As January ends, it’s occurred to me that I haven’t posted anything about makeovers. And since January is National Makeover Month (in the US media), it’s possible that I have been neglecting my duties here at Wild Beauty. But since we’ve had almost a month to see which New Year’s makeovers/cleanses/tips/resolutions worked and which didn’t, maybe now’s a good time to reflect on the process.
Creating a new self, even cosmetically, is quite an undertaking. How far will you go? How far should you go? Is technology your ally or your enemy? If you go under the knife, will you come out beautiful? Or a monster? Who gets to decide what’s beautiful (or monstrous) anyway?
Futuristic technology and the pursuit of perfection meet heartbreak and control in The Skin I Live In (La Piel Que Habito), Pedro Almodovar’s glossy modern Frankenstein tale. One doctor’s obsessive quest to create physical perfection drives him to madness – and crime.
We first meet Dr. Robert Ledgard at a medical symposium, where he’s lecturing on the crucial role of the face in personal identity. He should know: he’s one of the few surgeons who’s successfully performed a face transplant. He’s also created a new, burnproof skin material by combining pig and human genes. But his work is controversial – largely because no one can verify his research process, and those close to him have their suspicions.
How can he be so secretive? He has his own clinic – in his home, which he inherited from his father, another successful surgeon. This most private clinic, which allows celebrities to seek face lifts in complete privacy, has been closed to patients for some time. But there’s activity going on there, as the doctor works on his new skin product. He’s obsessed – his wife was horribly burned in a fiery car accident, and her suffering (and his loss) haunt him:
His wife is now dead, but lives on in the name of his new skin, Gal. And as he returns to his home/clinic, we discover something else: the Doctor is holding a young woman captive, and observing her every move through cameras wired into the house. Vera is the experimental subject he can’t reveal – he’s been replacing her skin with his new invention, and he periodically tests the heat resistance by applying a blowtorch flame to her body. At this point, there’s no damage (and only slight pain), but you wonder how this highly unethical test went before he’d perfected the material?

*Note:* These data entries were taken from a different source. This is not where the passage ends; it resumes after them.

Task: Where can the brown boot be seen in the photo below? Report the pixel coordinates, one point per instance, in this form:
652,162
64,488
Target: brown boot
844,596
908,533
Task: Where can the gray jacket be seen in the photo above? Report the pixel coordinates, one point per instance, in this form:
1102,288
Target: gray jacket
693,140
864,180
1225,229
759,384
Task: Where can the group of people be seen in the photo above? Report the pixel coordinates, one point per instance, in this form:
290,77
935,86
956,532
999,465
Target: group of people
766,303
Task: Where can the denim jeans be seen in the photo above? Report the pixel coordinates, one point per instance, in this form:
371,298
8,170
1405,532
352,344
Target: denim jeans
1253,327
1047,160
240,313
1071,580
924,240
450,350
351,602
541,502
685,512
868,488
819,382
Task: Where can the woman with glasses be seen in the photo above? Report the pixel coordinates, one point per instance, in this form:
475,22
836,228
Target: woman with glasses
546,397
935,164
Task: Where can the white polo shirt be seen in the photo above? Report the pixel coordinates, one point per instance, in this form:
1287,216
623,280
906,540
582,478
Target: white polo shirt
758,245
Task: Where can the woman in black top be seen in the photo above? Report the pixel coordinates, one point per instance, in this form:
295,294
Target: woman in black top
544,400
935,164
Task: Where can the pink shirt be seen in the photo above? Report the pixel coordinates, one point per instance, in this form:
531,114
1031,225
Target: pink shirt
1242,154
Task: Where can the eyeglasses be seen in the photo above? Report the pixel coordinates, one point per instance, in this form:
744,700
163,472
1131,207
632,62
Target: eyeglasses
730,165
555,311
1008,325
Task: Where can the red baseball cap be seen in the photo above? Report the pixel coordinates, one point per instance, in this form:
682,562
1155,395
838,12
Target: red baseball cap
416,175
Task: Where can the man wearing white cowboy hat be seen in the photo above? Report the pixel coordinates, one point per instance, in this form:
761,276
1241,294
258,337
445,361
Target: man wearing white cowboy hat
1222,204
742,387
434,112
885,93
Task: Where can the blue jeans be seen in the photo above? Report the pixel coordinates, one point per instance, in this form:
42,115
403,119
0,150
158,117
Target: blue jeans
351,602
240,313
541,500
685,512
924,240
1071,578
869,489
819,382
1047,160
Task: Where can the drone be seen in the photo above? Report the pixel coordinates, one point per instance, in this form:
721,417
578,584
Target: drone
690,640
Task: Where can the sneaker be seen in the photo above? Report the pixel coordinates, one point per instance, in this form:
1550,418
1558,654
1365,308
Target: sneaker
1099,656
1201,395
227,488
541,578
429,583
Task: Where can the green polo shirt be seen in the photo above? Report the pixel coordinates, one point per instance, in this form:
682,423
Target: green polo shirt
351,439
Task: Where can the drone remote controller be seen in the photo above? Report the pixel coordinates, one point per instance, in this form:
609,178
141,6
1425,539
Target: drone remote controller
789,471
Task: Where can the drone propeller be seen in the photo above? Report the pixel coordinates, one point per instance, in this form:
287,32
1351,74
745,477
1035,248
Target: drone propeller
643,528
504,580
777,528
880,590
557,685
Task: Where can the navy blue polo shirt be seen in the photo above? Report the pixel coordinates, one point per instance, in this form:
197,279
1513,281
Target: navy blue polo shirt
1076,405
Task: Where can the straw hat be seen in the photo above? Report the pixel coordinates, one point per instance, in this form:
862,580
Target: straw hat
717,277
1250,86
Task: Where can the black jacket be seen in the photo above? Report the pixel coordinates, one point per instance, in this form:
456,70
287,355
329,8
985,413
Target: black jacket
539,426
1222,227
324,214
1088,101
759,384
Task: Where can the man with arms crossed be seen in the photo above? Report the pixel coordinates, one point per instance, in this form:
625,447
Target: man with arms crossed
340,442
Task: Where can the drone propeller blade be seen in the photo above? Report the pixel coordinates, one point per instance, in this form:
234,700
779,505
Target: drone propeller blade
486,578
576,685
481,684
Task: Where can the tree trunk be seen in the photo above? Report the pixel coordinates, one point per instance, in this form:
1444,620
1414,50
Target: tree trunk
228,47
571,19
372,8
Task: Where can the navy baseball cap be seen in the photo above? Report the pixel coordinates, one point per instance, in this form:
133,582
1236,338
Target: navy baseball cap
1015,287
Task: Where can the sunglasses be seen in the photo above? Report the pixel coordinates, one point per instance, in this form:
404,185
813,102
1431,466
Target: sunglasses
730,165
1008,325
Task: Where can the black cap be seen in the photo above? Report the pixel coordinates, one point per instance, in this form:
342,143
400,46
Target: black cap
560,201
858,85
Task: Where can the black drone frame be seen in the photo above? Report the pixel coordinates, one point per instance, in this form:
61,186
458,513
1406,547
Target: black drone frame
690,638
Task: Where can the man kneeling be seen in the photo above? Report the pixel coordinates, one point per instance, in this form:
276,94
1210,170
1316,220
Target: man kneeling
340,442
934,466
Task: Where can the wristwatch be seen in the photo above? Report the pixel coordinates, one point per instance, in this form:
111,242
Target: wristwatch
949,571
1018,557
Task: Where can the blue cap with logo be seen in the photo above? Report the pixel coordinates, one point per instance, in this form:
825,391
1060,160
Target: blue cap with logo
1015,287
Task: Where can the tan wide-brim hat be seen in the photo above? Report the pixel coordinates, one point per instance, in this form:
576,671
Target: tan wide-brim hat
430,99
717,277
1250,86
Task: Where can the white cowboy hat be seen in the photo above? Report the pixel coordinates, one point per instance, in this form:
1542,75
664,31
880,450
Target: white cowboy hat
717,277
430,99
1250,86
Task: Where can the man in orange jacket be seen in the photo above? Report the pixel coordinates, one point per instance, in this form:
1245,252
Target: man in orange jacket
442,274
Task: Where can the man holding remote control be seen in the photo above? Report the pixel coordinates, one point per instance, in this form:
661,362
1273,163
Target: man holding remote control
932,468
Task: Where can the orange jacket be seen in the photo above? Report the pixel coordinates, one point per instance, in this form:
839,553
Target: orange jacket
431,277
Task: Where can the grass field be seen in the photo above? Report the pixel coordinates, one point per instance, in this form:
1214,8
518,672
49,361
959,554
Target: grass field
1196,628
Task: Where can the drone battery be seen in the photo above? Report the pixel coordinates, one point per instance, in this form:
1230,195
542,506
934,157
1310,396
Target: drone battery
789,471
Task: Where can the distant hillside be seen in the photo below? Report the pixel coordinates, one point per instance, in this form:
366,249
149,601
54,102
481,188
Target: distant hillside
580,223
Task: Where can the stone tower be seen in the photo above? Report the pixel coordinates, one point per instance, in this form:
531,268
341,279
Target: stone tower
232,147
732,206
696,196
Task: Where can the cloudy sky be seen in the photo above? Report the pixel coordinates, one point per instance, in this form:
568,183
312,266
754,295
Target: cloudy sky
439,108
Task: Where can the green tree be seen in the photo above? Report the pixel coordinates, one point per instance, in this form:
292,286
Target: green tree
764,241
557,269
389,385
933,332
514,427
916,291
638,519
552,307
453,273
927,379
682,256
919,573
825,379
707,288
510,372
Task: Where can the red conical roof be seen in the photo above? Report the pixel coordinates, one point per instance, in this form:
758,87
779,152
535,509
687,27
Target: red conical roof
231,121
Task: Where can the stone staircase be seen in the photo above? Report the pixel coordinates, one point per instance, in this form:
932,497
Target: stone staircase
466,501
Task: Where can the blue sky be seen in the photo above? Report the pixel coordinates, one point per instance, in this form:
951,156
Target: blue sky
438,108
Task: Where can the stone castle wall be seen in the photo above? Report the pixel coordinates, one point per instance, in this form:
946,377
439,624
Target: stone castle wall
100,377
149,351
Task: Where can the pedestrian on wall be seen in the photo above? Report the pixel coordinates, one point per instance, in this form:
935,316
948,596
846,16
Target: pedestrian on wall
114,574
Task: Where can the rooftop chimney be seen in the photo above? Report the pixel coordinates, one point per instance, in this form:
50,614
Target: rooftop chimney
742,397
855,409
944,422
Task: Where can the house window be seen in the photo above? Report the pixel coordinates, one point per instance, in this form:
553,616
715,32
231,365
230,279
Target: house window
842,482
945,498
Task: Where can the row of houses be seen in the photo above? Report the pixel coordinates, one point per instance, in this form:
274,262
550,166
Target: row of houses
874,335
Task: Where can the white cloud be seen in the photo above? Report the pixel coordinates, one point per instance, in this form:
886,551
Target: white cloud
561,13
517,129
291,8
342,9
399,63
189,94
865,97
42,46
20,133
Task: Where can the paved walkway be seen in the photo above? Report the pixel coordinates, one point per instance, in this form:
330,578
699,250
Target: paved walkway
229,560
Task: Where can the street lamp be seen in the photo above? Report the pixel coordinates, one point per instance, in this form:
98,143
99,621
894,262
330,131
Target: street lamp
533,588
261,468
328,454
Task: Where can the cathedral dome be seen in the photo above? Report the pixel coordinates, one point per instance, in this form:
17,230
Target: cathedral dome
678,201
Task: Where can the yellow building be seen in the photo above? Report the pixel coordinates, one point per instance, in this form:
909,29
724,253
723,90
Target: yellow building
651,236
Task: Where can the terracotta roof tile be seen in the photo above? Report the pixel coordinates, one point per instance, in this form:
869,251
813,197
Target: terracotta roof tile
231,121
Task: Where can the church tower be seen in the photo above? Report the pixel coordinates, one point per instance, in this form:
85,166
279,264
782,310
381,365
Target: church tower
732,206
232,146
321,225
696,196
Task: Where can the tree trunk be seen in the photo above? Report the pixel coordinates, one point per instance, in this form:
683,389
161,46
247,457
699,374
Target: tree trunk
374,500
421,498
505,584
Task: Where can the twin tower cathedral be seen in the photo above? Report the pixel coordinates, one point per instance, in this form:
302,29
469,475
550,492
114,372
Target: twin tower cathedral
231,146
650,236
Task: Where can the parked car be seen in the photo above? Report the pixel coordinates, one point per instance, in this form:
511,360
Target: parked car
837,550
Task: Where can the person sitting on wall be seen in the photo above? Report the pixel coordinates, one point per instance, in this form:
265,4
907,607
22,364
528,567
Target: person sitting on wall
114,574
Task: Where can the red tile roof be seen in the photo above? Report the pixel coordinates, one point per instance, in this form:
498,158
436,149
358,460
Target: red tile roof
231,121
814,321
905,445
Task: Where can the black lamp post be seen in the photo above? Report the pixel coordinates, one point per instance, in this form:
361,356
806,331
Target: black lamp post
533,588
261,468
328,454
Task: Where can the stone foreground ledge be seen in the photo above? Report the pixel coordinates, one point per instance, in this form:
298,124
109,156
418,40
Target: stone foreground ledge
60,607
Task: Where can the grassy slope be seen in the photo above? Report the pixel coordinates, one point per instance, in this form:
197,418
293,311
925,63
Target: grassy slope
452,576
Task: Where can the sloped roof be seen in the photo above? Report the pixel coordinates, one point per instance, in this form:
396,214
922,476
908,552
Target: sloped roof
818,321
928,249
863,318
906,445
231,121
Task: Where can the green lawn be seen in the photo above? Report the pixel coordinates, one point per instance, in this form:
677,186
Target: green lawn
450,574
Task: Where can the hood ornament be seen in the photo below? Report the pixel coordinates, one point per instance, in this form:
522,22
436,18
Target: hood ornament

Dr. Ledgard is insane, but not in an impulsive, uncontrolled way. He’s a brilliant man who’s been sent over the edge by a series of tragic events, and his wealth and intelligence can’t protect him – they enable him. As he obsessively works on his new skin with Vera they develop a rapport, and even affection, although she has no way of knowing when he might let her go. And he has created perfection, in one groundbreaking way: Vera’s skin is perfect and undamageable. She’s beautiful too, which doesn’t go unnoticed by Dr. Ledgard – he has a giant screen where he just sits and watches her in her room:
But brilliance and obsession cannot cure heartbreak. Dr. Ledgard has lost himself in an obsessive pursuit of perfection and control, and even if he remakes his patient physically, he cannot control her mentally. Like Pygmalion, he falls in love with his creation – or is he falling in love with reminders of his lost wife? It’s hard to tell, but since his devotion to Vera is largely voyeuristic, it’s likely that his love for her is not as true as he thinks.
Dr. Ledgard’s unethical makeover raises questions about personal surface and identity. He’s changed Vera into his own perfect creation – but is she heavenly or monstrous? As he’s sacrificed his reputation and medical practice into this obsession, he’s become monstrous himself. What is perfection anyway? Can we have it? Should we turn ourselves inside out to pursue it?
Most of us won’t be splicing our genes with pigs’ anytime soon to have perfect skin, but we do all sorts of things in the pursuit of more perfect selves. After watching the makeover gone horribly wrong in this movie, maybe we don’t have to feel guilty about our imperfect pores – rather, we can sigh with relief that we didn’t try that hard.